Alba negó con la cabeza, un tanto decepcionada: no sabía la solución, pero aun así estaba dispuesta a buscarla.

Desde la cocina llegaba el delicioso aroma de un guiso de carne. Alba e Irene, sentadas sobre un montón de heno en la cuadra, sin perder de vista la hermosa figura de Sombra, no paraban de pensar ni un momento en la solución: ¿sería el sol, el cielo, una estatua? ¿El alma, quizás? ¡Uf! ¡Qué difícil! Y sin embargo la solución no tardaría en ser encontrada, aunque ninguna de las dos chicas pudiese sospecharlo todavía.

[Paciencia. Tal vez la Esfinge nos plantee un nuevo enigma y quien lo resuelva (como Arancha, Alberto y Alba) podrá protagonizar otro episodio como premio. De momento, ganará un premio quien me entregue una redacción sobre su animal preferido: ese que ya tiene o ese otro que sueña tener. ]

 

Published in: on marzo 8, 2009 at 8:14 pm  Deja un comentario  

PISTAS al Enigma de la Esfinge V

Un espíritu, un fantasma, un volcán, el alma, el sol, la imaginación… Todas esas respuestas me han llegado ya y, aunque son estupendas… ¡nada, que no es nada de eso!

La respuesta está en el capítulo anterior, por si alguien quiere dedicarse a leerlo despacito. E insisto: todos tenemos de eso, aunque no siempre. Y es algo tan concreto y tan real, que incluso se le puede hacer una fotografía.
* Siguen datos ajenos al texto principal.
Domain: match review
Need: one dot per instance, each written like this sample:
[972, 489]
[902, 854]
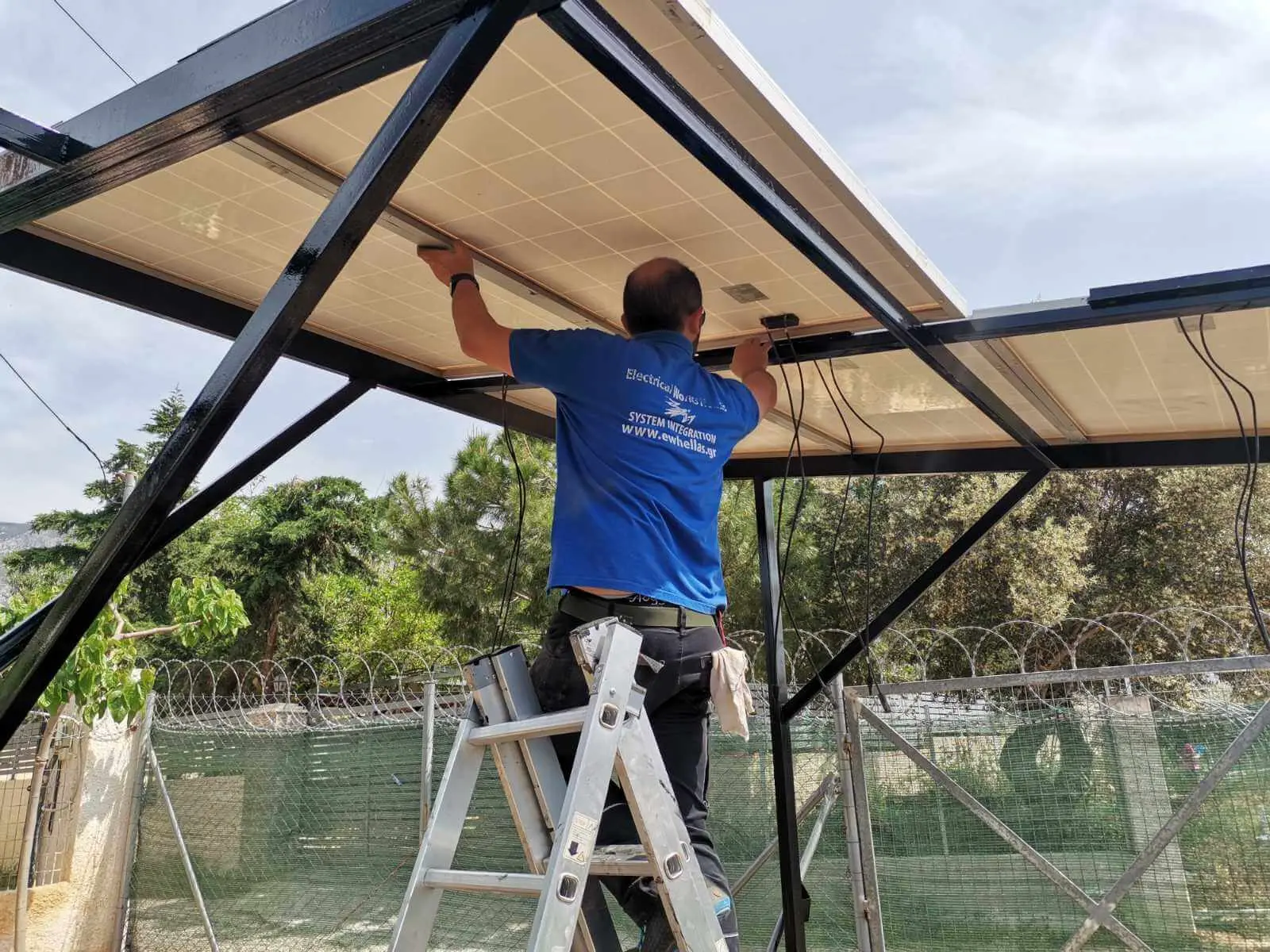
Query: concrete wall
[82, 914]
Nueva pista: en relación con las respuestas que ha habido hasta ahora, os diré que  tiene algo que ver con el sol y que un volcán también tiene (a veces, claro).

gusano

Published in: on marzo 2, 2009 at 5:39 pm  Deja un comentario  

EL ENIGMA DE LA ESFINGE V

¡Enhorabuena a todos los que intentaron inventar la continuación de la historia! La mejor ha sido la de Verónica Rebollo, que ya tiene su premio. El relato de Verónica ha tenido muy en cuenta el final del último episodio y viene  a decir más o menos esto:

Irene era una chica decidida, que nunca se rendía cuando estaba convencida de que algo merecía la pena. Y ahora estaba segura de que la idea que se le había ocurrido merecía muchísimo la pena. Así que se puso manos a la obra: había que intentarlo, al menos.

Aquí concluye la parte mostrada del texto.